Anti-Semitic graffiti defaced two yeshivas on Staten Island.
Religious and political leaders quickly painted over the hateful words, but the vandalism has had a lasting impact.
“We want a different image for Staten Island. We want you to help us create a Staten Island with a reputation as a borough of empathy and kindness. We need your ideas about how that can happen,” said Lori Weintrob, Wagner College Holocaust Center.
Lori Weintrob is a history professor at Wagner College and the founding director of Wagner's Holocaust Center.
She joined the Staten Island District Attorney and other borough leaders Friday to bring a message of tolerance to students at IS 2 in New Dorp.

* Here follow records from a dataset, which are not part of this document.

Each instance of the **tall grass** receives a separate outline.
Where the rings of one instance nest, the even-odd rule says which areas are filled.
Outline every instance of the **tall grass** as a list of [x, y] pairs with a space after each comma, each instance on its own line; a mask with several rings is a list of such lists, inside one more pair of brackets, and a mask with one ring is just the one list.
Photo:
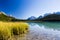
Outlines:
[[27, 33], [28, 24], [23, 22], [0, 22], [0, 40], [8, 40], [13, 35]]

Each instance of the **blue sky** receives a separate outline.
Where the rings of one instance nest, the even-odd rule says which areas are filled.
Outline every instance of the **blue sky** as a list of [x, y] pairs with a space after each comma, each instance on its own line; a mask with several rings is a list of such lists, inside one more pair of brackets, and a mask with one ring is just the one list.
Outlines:
[[60, 0], [0, 0], [0, 11], [19, 19], [60, 12]]

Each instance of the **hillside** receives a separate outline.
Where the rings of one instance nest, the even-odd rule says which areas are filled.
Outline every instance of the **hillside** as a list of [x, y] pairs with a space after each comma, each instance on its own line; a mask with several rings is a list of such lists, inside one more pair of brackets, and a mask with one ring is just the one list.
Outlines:
[[17, 21], [19, 19], [16, 19], [14, 17], [8, 16], [3, 12], [0, 12], [0, 21]]

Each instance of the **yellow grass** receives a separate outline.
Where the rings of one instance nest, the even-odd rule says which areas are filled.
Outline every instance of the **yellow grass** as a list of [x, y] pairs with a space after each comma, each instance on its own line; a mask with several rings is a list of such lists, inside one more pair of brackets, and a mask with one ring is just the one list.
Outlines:
[[8, 40], [13, 35], [27, 33], [28, 24], [24, 22], [0, 22], [0, 40]]

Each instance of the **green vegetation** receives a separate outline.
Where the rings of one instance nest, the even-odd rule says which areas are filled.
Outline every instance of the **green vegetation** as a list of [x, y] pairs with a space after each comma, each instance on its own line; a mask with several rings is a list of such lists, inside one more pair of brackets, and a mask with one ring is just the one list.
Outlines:
[[15, 17], [8, 16], [3, 12], [0, 12], [0, 21], [20, 21], [20, 19], [16, 19]]

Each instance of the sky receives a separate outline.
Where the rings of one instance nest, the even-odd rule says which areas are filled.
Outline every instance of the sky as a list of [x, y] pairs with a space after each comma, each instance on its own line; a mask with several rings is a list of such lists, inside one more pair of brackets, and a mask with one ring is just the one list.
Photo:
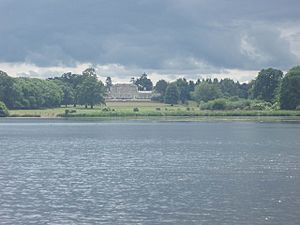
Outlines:
[[95, 67], [128, 82], [230, 77], [300, 64], [299, 0], [0, 0], [0, 70]]

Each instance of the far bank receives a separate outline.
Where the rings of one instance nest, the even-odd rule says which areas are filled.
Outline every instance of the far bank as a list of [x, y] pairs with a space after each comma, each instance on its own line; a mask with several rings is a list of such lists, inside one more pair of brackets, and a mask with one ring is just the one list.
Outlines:
[[299, 117], [300, 110], [203, 110], [195, 102], [170, 105], [157, 102], [107, 102], [86, 109], [82, 106], [50, 109], [9, 110], [10, 117]]

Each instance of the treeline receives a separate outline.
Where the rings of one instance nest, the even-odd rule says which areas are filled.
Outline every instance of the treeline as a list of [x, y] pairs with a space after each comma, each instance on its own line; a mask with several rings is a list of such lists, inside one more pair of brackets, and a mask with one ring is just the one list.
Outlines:
[[[152, 100], [167, 104], [185, 104], [194, 100], [204, 109], [263, 109], [262, 105], [273, 109], [300, 108], [300, 66], [290, 69], [286, 75], [277, 69], [263, 69], [249, 83], [228, 78], [198, 79], [196, 82], [180, 78], [174, 82], [159, 80], [153, 85], [145, 73], [139, 78], [131, 78], [131, 82], [140, 91], [154, 90], [156, 95]], [[61, 105], [93, 108], [105, 103], [106, 92], [111, 86], [111, 78], [107, 77], [104, 85], [97, 79], [94, 68], [88, 68], [82, 74], [65, 73], [47, 80], [13, 78], [0, 71], [0, 101], [9, 109]]]
[[[254, 80], [242, 84], [228, 78], [198, 79], [196, 82], [180, 78], [171, 83], [159, 80], [154, 90], [159, 93], [159, 96], [154, 97], [153, 100], [168, 104], [194, 100], [205, 105], [203, 103], [220, 99], [222, 101], [213, 103], [216, 104], [216, 109], [221, 109], [226, 107], [226, 99], [231, 101], [241, 99], [241, 107], [246, 108], [250, 107], [250, 101], [243, 101], [243, 99], [249, 99], [259, 100], [260, 104], [265, 102], [265, 105], [270, 108], [296, 109], [300, 107], [300, 66], [293, 67], [285, 76], [277, 69], [263, 69]], [[239, 107], [237, 103], [231, 105]]]
[[213, 100], [219, 97], [237, 96], [248, 98], [249, 85], [240, 84], [229, 78], [218, 79], [198, 79], [196, 82], [185, 78], [177, 79], [175, 82], [168, 83], [165, 80], [159, 80], [155, 91], [160, 95], [154, 97], [168, 104], [186, 103], [188, 100], [204, 101]]
[[95, 69], [82, 74], [66, 73], [47, 80], [13, 78], [0, 71], [0, 101], [9, 109], [53, 108], [61, 105], [104, 103], [105, 87], [97, 79]]

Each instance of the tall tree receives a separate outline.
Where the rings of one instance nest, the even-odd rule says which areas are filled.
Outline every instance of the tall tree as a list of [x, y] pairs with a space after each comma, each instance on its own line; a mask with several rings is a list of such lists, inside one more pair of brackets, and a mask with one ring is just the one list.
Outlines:
[[193, 92], [195, 90], [195, 83], [194, 81], [190, 80], [189, 81], [189, 92]]
[[11, 108], [13, 106], [14, 79], [0, 70], [0, 101]]
[[88, 105], [94, 108], [96, 104], [104, 104], [105, 91], [103, 83], [98, 81], [96, 76], [86, 74], [78, 87], [79, 103], [85, 105], [86, 108]]
[[[82, 83], [84, 76], [81, 74], [72, 74], [71, 72], [64, 73], [60, 77], [54, 77], [49, 78], [49, 80], [59, 80], [62, 81], [65, 85], [70, 87], [72, 90], [69, 90], [73, 92], [73, 104], [74, 107], [76, 107], [76, 104], [78, 103], [78, 86]], [[67, 91], [67, 90], [66, 90]]]
[[240, 84], [239, 82], [237, 82], [238, 87], [239, 87], [239, 94], [238, 96], [240, 98], [248, 98], [248, 92], [249, 92], [249, 87], [250, 85], [247, 83], [242, 83]]
[[285, 75], [280, 88], [280, 107], [296, 109], [300, 106], [300, 66], [293, 67]]
[[213, 100], [222, 96], [222, 92], [218, 85], [213, 84], [212, 82], [205, 81], [201, 82], [195, 87], [193, 92], [194, 100], [197, 102]]
[[232, 97], [239, 95], [239, 84], [235, 83], [234, 80], [225, 78], [219, 82], [219, 87], [224, 96]]
[[179, 100], [182, 103], [185, 103], [188, 99], [190, 99], [189, 83], [185, 78], [179, 78], [176, 80], [176, 85], [179, 91]]
[[69, 83], [65, 83], [61, 80], [54, 80], [54, 82], [61, 88], [63, 91], [62, 105], [66, 107], [68, 105], [73, 105], [75, 102], [75, 90]]
[[170, 83], [165, 93], [165, 103], [177, 104], [179, 100], [179, 91], [176, 83]]
[[263, 69], [254, 80], [252, 97], [267, 102], [274, 102], [279, 93], [283, 73], [273, 68]]
[[159, 93], [160, 95], [164, 96], [165, 95], [165, 92], [166, 92], [166, 89], [167, 89], [167, 86], [168, 86], [168, 82], [165, 81], [165, 80], [159, 80], [157, 81], [155, 87], [154, 87], [154, 90]]
[[110, 91], [110, 88], [112, 87], [112, 80], [111, 77], [107, 77], [105, 80], [105, 86], [106, 86], [106, 90]]
[[147, 74], [144, 73], [138, 79], [136, 79], [135, 84], [138, 86], [140, 91], [151, 91], [153, 89], [152, 81], [147, 77]]

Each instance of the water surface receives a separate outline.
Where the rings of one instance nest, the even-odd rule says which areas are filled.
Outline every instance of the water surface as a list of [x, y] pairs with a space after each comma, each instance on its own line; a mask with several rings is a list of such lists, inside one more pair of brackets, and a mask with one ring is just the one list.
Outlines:
[[0, 120], [0, 224], [300, 221], [300, 124]]

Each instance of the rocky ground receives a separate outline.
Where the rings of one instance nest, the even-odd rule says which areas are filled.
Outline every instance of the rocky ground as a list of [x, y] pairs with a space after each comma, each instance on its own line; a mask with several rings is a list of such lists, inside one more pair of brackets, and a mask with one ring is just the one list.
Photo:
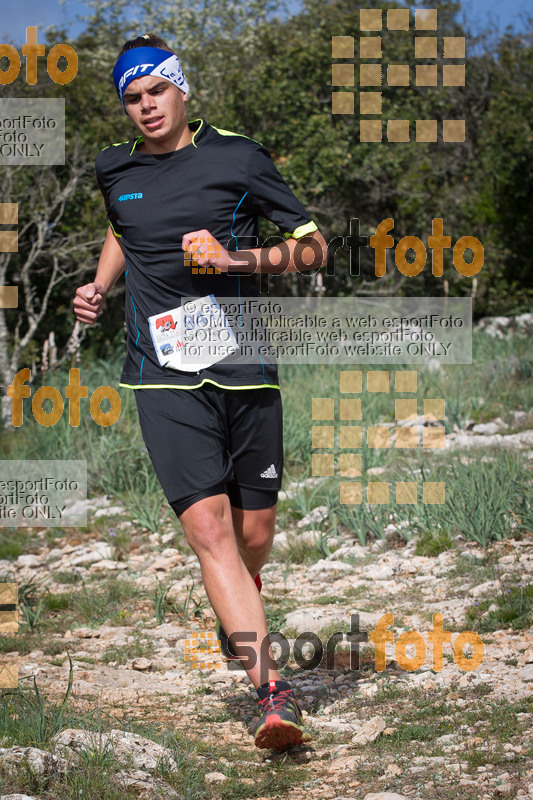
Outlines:
[[[448, 446], [486, 437], [531, 449], [531, 430], [510, 434], [520, 439], [511, 443], [495, 425], [452, 434]], [[26, 698], [35, 697], [35, 676], [45, 720], [67, 691], [69, 655], [73, 684], [62, 724], [41, 744], [29, 736], [24, 746], [7, 735], [0, 741], [2, 800], [92, 800], [97, 772], [106, 798], [115, 797], [110, 787], [117, 798], [533, 798], [533, 629], [530, 615], [514, 627], [505, 616], [507, 595], [530, 596], [531, 534], [517, 531], [485, 549], [459, 537], [428, 556], [416, 554], [416, 537], [406, 542], [390, 526], [370, 546], [353, 536], [328, 540], [327, 556], [312, 530], [324, 515], [315, 509], [279, 531], [262, 571], [270, 629], [290, 644], [283, 674], [312, 736], [289, 753], [254, 747], [256, 695], [242, 670], [203, 644], [191, 661], [193, 633], [212, 635], [215, 619], [196, 557], [170, 516], [148, 534], [100, 498], [84, 531], [34, 531], [24, 555], [0, 562], [2, 580], [26, 591], [27, 608], [3, 661], [18, 664]], [[315, 557], [295, 563], [295, 549]], [[377, 669], [364, 639], [384, 614], [393, 615], [394, 639]], [[434, 615], [451, 633], [442, 668], [428, 639]], [[483, 632], [483, 620], [498, 624]], [[475, 669], [467, 660], [479, 656], [475, 637], [462, 653], [460, 639], [453, 649], [472, 627], [483, 648]], [[345, 636], [333, 663], [324, 655], [305, 669], [294, 658], [302, 632], [326, 647], [334, 632], [357, 629], [363, 641]], [[406, 631], [419, 634], [416, 652], [405, 637], [398, 643]], [[426, 658], [410, 669], [406, 659], [422, 652], [421, 641]], [[306, 647], [302, 657], [311, 658]], [[17, 697], [4, 696], [4, 721]], [[24, 714], [22, 706], [14, 714], [21, 728]], [[86, 782], [76, 789], [80, 771]]]

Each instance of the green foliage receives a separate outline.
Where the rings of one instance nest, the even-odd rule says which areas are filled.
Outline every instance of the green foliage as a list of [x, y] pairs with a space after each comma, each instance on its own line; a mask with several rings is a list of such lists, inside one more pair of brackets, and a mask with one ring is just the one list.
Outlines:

The program, called “Youth Stand Up to Hate: Anti-Semitism, Racism, Islamophobia," is expected to be presented in Middle Schools across the borough.
The effort follows a 20 percent increase in hate crimes across the city last year and a 26 percent spike in anti-Semitic incidents.
“On a basic level it’s bullying and on a much more complex and harmful effect on the society it is hate crimes and its hatred. And if you think about it, you can make that connection. So what does that mean for us every day? Let’s be kind to each other,” said Michael McMahon, Staten Island District Attorney.
The program at IS 2 featured the daughter of a black World War Two veteran, the daughter of Holocaust survivors, religious leaders and Wagner college students, all recounting their experiences dealing with bigotry and hate.
“I know what it means when people are complacent I know what can happen when people don’t take action when people don’t step up,” said Fern Zagor, whose parents survived the holocaust.
When asked if they experienced any incidents of racism or bullying, every single one of the 300 students in this room raised his or her hand.
"My race is different from everyone else’s and they will make jokes about it so that’s difficult,” said one student.
"I actually experienced bullying like not a long time ago and that all was because of my nose and I actually didn’t feel good about it and it makes me feel like that’s not the right thing to do," said another student.
Speakers encouraged students to be an "up-stander" rather than a bystander if they see someone being victimized. But the speakers say they hope programs like this will reduce the chance of bias incidents from even happening.